En 2025, la production mexicaine de ces deux types de véhicules a chuté de 9,1 % en glissement annuel, selon les données de l’Inegi.
Production d’automobiles et de camions au Mexique
General Motors est le leader de l’industrie automobile au Mexique, suivi par Nissan et Stellantis. Dans le secteur des poids lourds, ce sont Freightliner, Kenworth et International qui dominent. Avec Volkswagen, Ford et Toyota, ces entreprises dominent la fabrication et l’exportation. Elles consolident ainsi la position du pays en tant que pôle automobile mondial.
Aux prix de 2018, la production mexicaine de voitures et de camions s’est élevée à 2 350 milliards de pesos en 2025. Cela représente une augmentation cumulée de seulement 16 % en termes réels.
Le Mexique offre des avantages concurrentiels grâce à son accès à l’Accord de libre-échange entre le Mexique, les États-Unis et le Canada (ACEUM), à une main-d’œuvre qualifiée et à des pôles industriels matures. Cependant, les entreprises sont confrontées à des défis majeurs, tels que la politique tarifaire du président américain Donald Trump.
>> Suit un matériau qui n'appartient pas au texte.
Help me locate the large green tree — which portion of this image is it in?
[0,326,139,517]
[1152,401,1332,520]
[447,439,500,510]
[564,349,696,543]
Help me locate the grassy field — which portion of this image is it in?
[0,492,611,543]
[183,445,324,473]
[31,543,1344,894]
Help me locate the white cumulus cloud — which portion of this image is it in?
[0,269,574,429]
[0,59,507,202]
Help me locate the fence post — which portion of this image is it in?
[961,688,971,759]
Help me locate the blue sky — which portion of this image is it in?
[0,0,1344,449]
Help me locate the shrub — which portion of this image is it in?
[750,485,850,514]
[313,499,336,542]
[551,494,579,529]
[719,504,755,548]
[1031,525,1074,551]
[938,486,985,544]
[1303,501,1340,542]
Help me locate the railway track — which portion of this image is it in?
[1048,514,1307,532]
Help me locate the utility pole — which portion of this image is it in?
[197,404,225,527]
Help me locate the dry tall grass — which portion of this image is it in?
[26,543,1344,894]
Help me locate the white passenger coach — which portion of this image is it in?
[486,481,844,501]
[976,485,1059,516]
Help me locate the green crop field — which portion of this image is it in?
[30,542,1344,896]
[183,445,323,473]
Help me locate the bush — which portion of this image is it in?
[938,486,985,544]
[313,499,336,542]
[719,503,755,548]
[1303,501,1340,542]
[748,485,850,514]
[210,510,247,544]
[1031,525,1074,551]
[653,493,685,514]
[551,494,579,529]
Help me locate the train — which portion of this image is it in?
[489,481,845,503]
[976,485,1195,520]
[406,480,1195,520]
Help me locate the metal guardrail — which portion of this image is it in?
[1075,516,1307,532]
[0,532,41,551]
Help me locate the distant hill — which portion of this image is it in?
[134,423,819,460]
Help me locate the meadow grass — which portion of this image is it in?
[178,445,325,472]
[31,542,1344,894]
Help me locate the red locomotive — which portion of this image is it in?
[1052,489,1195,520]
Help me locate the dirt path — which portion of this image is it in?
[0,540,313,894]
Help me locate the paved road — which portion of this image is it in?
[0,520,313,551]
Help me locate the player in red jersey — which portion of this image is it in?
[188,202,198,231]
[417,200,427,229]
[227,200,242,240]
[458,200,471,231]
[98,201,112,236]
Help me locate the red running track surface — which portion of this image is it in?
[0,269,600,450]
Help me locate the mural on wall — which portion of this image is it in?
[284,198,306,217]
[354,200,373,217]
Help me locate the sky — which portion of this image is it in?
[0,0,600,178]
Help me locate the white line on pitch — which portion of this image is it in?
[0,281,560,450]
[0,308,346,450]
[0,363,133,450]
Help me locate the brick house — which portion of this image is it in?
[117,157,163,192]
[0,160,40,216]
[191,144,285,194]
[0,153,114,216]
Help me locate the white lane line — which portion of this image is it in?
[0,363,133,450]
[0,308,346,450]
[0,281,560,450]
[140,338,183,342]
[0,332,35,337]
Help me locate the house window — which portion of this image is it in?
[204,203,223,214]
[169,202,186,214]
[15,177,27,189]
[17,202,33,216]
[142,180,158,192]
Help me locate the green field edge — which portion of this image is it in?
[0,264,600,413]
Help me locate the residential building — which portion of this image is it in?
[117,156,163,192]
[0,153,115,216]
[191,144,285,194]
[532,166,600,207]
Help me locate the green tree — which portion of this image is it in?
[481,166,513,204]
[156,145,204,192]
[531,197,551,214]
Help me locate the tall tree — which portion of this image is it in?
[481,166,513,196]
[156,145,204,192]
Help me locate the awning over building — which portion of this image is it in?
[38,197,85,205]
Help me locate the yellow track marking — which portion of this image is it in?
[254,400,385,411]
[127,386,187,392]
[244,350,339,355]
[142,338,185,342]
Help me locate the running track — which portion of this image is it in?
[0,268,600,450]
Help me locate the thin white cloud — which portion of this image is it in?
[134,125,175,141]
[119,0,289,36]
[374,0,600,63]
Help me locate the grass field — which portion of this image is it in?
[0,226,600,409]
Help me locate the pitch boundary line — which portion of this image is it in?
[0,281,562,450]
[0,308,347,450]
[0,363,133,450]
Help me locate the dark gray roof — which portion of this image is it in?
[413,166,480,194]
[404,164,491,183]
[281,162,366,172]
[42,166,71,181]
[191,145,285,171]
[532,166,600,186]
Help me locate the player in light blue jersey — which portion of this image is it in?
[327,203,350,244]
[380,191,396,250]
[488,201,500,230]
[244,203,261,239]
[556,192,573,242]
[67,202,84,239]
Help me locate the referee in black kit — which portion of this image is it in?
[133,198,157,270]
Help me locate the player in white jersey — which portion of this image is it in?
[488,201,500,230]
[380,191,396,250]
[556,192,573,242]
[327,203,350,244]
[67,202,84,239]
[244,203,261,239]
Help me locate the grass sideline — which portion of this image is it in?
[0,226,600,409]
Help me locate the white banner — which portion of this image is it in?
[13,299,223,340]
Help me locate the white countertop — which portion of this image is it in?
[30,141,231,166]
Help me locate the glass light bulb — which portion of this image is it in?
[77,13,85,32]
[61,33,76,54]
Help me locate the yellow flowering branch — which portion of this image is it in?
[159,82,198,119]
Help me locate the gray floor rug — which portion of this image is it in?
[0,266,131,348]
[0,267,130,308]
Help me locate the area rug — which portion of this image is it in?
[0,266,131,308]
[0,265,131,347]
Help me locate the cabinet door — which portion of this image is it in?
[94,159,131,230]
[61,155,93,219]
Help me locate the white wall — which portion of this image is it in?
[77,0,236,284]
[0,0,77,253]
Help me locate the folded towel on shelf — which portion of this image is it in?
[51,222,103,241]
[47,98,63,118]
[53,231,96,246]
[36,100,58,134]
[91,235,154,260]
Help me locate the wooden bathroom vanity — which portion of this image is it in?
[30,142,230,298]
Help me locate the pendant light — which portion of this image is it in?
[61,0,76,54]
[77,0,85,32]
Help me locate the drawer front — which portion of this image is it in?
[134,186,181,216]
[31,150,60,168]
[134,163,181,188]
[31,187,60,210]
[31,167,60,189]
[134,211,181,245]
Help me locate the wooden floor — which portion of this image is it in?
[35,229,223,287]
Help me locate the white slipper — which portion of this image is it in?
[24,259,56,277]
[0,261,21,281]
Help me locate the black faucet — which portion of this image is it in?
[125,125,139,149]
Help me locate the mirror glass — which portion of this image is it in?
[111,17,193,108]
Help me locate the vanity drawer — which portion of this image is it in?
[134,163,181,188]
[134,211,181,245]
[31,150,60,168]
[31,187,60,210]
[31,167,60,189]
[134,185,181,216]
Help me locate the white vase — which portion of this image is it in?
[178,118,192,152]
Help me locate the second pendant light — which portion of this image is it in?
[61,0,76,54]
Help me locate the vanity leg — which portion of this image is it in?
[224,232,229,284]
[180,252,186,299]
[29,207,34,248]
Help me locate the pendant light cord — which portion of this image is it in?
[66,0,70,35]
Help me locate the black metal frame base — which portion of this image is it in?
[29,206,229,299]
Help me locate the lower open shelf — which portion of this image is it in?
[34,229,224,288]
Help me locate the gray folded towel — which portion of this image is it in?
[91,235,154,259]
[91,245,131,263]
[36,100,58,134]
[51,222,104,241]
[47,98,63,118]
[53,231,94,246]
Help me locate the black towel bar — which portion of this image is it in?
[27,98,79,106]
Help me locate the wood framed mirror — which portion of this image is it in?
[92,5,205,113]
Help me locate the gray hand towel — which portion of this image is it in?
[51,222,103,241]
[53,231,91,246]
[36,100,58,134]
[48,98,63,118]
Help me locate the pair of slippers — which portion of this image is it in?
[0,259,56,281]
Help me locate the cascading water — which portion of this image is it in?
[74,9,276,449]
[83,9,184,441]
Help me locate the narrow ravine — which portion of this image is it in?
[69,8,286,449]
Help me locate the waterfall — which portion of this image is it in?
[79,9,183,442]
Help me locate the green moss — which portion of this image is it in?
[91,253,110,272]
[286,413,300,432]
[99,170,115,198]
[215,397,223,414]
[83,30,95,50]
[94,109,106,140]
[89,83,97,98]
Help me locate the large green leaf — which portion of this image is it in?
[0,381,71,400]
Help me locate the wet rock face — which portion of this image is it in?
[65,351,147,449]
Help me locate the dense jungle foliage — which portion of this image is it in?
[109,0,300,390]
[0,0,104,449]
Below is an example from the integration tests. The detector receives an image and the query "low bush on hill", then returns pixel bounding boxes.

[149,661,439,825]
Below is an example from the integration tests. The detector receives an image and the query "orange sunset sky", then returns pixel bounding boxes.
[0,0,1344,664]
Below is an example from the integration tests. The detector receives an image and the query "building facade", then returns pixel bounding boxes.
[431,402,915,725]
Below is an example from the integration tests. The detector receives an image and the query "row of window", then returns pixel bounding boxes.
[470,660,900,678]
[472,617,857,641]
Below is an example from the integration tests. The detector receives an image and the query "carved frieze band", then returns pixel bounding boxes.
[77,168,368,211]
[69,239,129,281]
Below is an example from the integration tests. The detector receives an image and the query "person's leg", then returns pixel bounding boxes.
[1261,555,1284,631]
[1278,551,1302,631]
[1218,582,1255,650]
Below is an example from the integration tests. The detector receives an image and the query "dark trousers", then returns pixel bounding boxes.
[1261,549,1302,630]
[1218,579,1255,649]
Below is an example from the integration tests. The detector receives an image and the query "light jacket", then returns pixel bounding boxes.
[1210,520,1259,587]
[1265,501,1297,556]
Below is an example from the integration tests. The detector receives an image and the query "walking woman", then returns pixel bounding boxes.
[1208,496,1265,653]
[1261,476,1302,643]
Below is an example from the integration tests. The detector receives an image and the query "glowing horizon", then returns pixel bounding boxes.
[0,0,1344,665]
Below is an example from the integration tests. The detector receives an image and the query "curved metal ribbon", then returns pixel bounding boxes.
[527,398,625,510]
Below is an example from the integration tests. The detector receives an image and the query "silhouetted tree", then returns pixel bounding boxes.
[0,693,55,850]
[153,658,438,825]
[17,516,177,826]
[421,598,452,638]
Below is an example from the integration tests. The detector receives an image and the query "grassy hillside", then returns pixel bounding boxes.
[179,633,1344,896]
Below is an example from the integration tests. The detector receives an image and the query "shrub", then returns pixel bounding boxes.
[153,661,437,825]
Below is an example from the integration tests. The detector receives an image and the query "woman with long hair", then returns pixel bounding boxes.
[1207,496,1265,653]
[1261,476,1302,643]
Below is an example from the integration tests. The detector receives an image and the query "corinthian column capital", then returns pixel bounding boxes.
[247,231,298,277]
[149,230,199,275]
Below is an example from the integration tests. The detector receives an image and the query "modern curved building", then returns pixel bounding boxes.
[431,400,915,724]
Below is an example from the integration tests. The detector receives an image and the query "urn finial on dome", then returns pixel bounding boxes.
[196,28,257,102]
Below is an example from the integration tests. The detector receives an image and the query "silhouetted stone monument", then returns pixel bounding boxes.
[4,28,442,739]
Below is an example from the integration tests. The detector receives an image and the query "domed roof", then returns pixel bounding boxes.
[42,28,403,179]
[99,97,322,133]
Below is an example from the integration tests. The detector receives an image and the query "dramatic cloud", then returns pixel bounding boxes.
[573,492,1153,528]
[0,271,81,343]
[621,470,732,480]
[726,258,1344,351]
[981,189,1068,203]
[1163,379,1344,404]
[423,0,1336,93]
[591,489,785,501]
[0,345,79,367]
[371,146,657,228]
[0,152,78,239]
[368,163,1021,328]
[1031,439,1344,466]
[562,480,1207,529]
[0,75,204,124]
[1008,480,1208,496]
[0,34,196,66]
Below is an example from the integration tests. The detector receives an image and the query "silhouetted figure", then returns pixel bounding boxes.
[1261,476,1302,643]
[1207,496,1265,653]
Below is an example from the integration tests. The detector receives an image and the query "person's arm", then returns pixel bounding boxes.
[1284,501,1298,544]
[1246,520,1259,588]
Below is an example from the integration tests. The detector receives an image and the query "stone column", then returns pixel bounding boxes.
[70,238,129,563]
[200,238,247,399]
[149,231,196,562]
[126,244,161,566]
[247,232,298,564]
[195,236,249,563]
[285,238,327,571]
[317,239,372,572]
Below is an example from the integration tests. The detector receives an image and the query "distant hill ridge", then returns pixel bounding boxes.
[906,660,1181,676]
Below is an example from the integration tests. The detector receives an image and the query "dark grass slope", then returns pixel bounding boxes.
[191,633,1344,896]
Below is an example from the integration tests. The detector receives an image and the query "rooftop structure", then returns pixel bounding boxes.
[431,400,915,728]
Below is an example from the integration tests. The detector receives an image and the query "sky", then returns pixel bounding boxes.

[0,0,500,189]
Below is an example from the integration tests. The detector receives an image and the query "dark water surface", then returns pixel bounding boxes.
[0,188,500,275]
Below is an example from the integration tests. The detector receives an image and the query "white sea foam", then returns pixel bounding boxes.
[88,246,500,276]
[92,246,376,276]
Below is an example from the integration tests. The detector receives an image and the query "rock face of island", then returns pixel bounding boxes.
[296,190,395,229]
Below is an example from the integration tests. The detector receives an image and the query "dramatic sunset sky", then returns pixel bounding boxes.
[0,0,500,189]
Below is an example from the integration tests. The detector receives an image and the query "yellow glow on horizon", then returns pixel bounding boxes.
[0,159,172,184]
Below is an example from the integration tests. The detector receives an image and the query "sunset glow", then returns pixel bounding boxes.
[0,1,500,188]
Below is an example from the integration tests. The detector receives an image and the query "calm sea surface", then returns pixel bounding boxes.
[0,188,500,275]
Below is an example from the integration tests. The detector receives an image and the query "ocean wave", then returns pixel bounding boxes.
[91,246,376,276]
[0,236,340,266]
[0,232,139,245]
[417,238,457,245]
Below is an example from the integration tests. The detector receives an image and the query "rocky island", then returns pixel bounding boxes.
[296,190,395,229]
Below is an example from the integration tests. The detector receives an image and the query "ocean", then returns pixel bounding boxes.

Elles doivent également faire face à la transition vers l’électromobilité, à la saturation logistique dans les ports et à l’incertitude entourant les politiques énergétiques locales.
Production partagée
Certains économistes attribuent au TLCAN/ACEUM le renforcement de la compétitivité des industries manufacturières américaines. Le secteur automobile, en particulier, s’est renforcé grâce au développement de chaînes d’approvisionnement nord-américaines.
Une analyse du Congrès américain indique qu’une part importante des échanges de marchandises entre les États-Unis et le Mexique s’effectue dans le cadre de la production partagée. Cela s’explique par le fait que les fabricants des deux pays collaborent pour créer des biens.
Le flux de produits intermédiaires fabriqués aux États-Unis et exportés vers le Mexique, ainsi que le retour de produits finis, ont considérablement accru l’activité manufacturière. Cet effet s’observe principalement dans la région frontalière entre les États-Unis et le Mexique.
Les industries américaines, notamment l’automobile et l’électronique, dépendent des intrants fournis par des fabricants mexicains. Dans le secteur automobile, par exemple, il existe des liens complexes entre les fournisseurs et les centres d’assemblage américains et mexicains.
L’analyse ajoute qu’une voiture produite aux États-Unis, par exemple, peut comporter des milliers de pièces provenant de différents États américains et de diverses localités mexicaines. Le lieu d’assemblage final peut n’avoir que peu de rapport avec l’origine de ses composants.